Alex Morgan leads USWNT over Canada and at the Paris Olympics

Consistency was not to be lost in either: the United States and Canada, two of the best women’s soccer teams in the world, meet on a sweltering night and chase a prize that only one of them can win.

Tight match. Late penalty. Cheerful celebration.

A year ago at the Tokyo Olympics, it was the Canadians who rejoiced in converting a penalty in the second half and winning the match on their way to the gold medal.

Monday night in Monterrey, Mexico, Americans were dancing at the final whistle. They were the ones who won the penalty kick and then the match, 1-0, to secure themselves a place in the 2024 Paris Olympics. They are the ones who now have a chance to snatch that gold medal again.

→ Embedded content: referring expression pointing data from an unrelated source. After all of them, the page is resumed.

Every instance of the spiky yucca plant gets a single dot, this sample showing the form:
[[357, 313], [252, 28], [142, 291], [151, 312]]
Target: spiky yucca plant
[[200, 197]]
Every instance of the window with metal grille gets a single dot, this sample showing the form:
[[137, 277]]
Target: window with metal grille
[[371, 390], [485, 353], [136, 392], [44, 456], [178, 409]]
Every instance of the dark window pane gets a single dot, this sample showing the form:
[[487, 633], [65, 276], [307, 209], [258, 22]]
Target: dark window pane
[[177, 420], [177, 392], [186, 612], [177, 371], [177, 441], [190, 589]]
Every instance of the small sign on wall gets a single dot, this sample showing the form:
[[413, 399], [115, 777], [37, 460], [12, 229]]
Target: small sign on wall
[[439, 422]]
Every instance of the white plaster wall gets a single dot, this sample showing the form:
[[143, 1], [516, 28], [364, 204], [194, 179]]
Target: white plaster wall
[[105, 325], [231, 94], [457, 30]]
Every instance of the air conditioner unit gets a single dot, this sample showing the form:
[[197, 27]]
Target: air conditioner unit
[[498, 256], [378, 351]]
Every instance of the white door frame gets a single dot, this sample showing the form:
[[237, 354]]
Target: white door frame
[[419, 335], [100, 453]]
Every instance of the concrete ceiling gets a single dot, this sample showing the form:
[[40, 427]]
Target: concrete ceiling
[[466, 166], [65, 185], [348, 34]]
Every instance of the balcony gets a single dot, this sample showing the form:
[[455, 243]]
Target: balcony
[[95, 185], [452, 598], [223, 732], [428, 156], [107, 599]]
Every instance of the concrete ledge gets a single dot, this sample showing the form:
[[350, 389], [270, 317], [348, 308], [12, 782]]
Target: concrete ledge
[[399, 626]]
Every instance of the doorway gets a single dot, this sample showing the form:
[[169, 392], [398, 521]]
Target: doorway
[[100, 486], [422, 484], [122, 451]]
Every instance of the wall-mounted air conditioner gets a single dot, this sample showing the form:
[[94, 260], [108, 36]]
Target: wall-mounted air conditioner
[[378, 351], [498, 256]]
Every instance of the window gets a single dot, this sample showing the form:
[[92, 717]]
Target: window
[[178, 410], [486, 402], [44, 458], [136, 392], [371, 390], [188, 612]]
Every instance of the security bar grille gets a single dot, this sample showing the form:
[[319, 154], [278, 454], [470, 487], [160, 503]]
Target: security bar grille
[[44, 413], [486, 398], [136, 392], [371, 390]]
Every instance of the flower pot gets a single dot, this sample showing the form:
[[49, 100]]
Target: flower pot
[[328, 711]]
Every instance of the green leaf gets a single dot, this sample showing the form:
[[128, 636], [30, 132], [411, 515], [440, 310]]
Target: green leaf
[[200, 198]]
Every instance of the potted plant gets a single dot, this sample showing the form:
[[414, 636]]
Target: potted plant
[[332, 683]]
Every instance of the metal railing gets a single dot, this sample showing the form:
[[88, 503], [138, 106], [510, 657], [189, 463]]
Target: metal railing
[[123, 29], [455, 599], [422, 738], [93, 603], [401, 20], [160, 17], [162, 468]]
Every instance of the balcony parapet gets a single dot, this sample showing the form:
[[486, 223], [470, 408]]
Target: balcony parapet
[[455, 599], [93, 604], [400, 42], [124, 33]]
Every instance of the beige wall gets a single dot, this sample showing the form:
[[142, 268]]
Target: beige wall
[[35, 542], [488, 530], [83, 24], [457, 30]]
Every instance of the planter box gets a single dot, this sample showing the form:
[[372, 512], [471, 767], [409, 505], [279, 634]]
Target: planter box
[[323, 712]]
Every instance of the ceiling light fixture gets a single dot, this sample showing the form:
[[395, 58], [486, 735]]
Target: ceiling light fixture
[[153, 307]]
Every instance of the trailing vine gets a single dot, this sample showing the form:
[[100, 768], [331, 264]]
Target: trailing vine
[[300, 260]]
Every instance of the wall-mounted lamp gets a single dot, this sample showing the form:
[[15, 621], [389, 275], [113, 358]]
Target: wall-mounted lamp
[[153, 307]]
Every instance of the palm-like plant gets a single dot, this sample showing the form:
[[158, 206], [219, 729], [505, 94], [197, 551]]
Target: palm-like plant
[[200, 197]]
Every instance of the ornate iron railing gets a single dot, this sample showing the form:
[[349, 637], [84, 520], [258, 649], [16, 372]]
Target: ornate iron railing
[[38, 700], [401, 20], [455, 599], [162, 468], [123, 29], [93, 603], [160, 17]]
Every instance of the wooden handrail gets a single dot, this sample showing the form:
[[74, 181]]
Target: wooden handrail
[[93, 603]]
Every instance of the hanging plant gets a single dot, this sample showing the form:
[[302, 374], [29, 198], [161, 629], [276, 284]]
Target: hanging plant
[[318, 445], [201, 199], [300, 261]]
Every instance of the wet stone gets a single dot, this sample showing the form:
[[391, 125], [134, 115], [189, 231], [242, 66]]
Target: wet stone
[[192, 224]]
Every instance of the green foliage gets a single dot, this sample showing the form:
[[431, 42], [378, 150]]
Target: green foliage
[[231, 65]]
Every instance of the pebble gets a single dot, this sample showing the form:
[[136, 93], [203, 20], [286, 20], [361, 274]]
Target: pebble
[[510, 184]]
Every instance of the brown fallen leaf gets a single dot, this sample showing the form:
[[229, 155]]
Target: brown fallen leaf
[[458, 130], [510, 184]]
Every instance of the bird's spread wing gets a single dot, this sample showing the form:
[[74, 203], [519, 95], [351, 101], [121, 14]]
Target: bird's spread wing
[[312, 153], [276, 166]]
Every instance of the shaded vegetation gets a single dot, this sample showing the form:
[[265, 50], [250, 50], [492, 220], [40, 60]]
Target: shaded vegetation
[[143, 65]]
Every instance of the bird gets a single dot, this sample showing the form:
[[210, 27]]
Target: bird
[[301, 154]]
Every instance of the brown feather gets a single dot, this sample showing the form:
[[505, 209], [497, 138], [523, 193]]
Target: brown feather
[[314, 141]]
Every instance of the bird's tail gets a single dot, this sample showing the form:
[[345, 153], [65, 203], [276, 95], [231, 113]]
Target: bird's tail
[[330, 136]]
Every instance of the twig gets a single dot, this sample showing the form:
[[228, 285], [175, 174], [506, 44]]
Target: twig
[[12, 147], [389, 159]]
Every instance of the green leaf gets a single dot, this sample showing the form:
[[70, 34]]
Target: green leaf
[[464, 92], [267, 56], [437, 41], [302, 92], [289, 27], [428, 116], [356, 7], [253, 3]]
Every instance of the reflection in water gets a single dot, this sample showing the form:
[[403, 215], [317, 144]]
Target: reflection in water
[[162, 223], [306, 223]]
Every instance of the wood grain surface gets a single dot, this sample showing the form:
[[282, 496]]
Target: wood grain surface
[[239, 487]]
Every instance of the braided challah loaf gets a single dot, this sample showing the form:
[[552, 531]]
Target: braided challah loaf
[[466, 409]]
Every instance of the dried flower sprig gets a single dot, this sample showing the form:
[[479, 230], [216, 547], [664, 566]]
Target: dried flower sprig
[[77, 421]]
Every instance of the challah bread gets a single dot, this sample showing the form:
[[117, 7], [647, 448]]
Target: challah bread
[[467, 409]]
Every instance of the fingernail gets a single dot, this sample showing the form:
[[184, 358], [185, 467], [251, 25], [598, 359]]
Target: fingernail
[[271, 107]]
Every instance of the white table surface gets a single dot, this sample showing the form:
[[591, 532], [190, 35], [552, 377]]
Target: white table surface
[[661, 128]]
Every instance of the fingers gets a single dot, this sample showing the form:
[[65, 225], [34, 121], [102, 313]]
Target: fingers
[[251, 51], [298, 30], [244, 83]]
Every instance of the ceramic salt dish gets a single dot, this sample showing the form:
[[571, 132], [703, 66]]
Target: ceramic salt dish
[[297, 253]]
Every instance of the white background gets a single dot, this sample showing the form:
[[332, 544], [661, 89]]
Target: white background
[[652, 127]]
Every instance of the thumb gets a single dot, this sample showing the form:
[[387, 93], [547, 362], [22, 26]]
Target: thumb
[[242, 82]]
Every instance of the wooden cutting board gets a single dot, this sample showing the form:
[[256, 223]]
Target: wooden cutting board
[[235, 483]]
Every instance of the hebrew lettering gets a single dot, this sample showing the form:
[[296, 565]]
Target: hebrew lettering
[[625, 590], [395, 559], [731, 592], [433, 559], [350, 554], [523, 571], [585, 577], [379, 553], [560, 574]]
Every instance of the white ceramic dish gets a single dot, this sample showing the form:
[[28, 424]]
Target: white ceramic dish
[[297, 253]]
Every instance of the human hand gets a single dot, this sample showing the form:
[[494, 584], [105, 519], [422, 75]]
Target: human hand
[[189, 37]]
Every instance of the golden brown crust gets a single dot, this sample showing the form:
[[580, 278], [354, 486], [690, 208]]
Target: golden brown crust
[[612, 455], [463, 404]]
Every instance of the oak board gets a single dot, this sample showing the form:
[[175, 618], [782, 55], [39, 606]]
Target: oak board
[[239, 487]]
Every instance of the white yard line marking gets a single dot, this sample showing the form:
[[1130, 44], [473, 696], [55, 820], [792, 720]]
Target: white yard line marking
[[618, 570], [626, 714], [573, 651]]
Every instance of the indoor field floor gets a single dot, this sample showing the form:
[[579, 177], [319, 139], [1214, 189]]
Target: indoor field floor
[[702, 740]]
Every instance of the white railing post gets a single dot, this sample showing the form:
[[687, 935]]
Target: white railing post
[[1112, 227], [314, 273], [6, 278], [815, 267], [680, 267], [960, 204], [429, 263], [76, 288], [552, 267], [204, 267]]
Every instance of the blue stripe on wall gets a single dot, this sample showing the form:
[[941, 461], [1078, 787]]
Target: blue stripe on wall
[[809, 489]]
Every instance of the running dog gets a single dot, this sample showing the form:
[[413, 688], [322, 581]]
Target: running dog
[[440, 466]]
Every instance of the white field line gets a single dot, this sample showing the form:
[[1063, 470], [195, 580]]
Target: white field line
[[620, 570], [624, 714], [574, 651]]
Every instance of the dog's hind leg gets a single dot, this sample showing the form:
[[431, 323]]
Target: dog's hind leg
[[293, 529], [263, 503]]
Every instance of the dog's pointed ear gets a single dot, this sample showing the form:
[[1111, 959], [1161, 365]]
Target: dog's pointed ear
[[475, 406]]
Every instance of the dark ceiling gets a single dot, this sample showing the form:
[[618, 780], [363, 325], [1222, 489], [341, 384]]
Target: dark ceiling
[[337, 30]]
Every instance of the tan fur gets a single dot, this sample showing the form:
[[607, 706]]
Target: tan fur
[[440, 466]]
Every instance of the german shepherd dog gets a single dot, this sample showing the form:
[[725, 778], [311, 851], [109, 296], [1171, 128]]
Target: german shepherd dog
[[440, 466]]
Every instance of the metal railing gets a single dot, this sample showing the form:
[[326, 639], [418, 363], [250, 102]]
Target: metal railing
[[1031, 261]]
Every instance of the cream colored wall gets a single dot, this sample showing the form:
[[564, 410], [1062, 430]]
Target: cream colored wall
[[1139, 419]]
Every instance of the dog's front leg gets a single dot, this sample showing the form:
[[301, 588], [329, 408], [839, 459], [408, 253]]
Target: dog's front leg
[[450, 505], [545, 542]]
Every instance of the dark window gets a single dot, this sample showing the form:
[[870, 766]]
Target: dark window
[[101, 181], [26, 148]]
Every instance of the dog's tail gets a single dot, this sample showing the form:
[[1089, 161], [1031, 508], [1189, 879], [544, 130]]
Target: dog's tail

The victory came via familiar hands: Lindsey Horan dominated the midfield. Rose Lavelle slips behind the defense and win a penalty. Alex Morgan offers to bury her.

The victory was the Americans’ second major goal in Mexico, in a tournament that served as qualifiers for the 2023 World Cup and 2024 Olympics. The United States had previously held their place once they advanced to the semi-finals. But he still had a goal, and a point to prove, against Canada in the final of the CONCACAF W Championship.

Morgan had started last summer’s Olympic semi-finals in Kashima, Japan, but went on to finish off the bench after being substituted. During the games, she was among the most outspoken veteran players on that list who suggested – in no uncertain terms – that coach Vlatko Andonovsky was getting things wrong.

In the year following that defeat, Morgan, 33, was among the veterans who were asked to make room for young offensive talents like Mallory Pugh, Sophia Smith and Trinity Rodman, to give Andonovsky room to tinker and retool ahead of next year’s world championships. Australian and New Zealand Cup. But she also knew her chance would eventually come again, and on Monday, after two weeks of games featuring junior players and new squads, Morgan got a chance to make things right, to prove she still had a role to play.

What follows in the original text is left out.